De novo discovery of motifs enriched in promoters of D. ananassae F Element genes
Authors: Annabelle Laughlin 1; Wilson Leung 1; Chris Shaffer 1; Cindy Arrigo 2; Genomics Education Partnership
Affiliations: 1) Washington University in St. Louis, St. Louis, MO; 2) New Jersey City University, Jersey City, NJ
Keywords: a. core promoters and general transcription factors; e. heterochromatin
The Drosophila melanogaster Muller F Element exhibits mostly heterochromatic characteristics (e.g., high repeat density, low recombination rates), but the distal ~1.3 Mb region contains ~80 protein-coding genes that show expression levels similar to that of euchromatic genes.

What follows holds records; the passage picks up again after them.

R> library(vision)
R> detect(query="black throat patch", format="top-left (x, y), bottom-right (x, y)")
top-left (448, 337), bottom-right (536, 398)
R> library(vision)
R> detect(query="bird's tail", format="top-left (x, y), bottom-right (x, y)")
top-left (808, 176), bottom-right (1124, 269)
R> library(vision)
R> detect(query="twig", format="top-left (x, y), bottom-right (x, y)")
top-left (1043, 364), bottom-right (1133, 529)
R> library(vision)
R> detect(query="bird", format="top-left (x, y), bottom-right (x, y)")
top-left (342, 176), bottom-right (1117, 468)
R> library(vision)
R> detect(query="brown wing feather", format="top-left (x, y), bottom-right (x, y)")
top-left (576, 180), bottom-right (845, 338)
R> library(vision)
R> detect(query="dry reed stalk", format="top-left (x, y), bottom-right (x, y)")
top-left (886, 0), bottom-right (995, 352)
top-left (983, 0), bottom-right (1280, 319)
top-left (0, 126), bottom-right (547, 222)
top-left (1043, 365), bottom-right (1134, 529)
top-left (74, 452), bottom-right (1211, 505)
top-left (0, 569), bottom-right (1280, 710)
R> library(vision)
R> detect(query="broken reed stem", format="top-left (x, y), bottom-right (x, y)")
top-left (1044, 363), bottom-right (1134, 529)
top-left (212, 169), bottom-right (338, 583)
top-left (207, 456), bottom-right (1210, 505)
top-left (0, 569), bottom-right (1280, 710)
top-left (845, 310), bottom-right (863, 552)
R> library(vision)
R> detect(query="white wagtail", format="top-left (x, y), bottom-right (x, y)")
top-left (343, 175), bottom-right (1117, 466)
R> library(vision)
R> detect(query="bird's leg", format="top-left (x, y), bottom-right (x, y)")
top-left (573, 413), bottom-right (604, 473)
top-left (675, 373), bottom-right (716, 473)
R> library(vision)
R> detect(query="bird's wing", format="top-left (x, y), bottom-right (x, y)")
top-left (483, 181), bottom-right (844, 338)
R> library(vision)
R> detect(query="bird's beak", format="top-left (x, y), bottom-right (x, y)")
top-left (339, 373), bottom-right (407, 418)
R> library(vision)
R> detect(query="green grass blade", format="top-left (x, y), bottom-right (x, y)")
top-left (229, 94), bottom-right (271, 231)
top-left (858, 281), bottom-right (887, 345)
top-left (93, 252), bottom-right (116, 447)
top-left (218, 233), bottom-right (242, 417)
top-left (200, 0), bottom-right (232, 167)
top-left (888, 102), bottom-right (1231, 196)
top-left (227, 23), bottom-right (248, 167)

Interestingly, this region has expanded to ~19.1 Mb in Drosophila ananassae due to an increase in repeat density (particularly retrotransposons). This project seeks to understand the regulatory mechanisms that allow the successful transcription of F Element genes in such repeat-rich domains by conducting comparative analysis of D. ananassae, D. bipectinata, D. takahashii, and D. kikkawai, (where the F Element has expanded to different degrees), focusing on transcription start sites (TSS). The GEP annotation protocol uses experimental data (RAMPAGE, ATAC-Seq, RNA-Seq) and sequence similarity to other Drosophila species to define TSS positions and promoter-flanking regions. Over the past two summers, 97 unique TSSs in D. ananassae have been annotated. The TSS data were used in coding region annotations. For example, the locations of the putative TSSs relative to the available start codons was used as evidence to support the hypothesis that the G isoform of the D. melanogasterZyx gene does not exist in D. ananassae. In a preliminary analysis using 26 unique TSSs in the D. ananassae F Element scaffold QMES02000012, ~77% of the TSS positions and ~86% of the narrow promoter-flanking regions were defined based on RAMPAGE or ATAC-Seq data. In contrast, ~54% of the wide promoter-flanking regions were defined by manual analyses (e.g., BLAST searches, multiple sequence alignments). A de novo motif discovery analysis of the 50 RAMPAGE peaks in QMES02000012 identified three significant motifs. Analysis of these motifs using TomTom showed that the two most significant motifs have no similarity to known D. melanogaster motifs, while the third showed similarity to a putative Top2 motif abundant at heterochromatic TSSs in D. melanogaster. These motifs are being used in searches of the genomes of the other three species to see if they are enriched near the promoters of F Element genes. Comparative analysis of Drosophila F Elements could identify regulatory motifs and promoter architecture that are unique to the F Element and that facilitate expression in heterochromatic domains.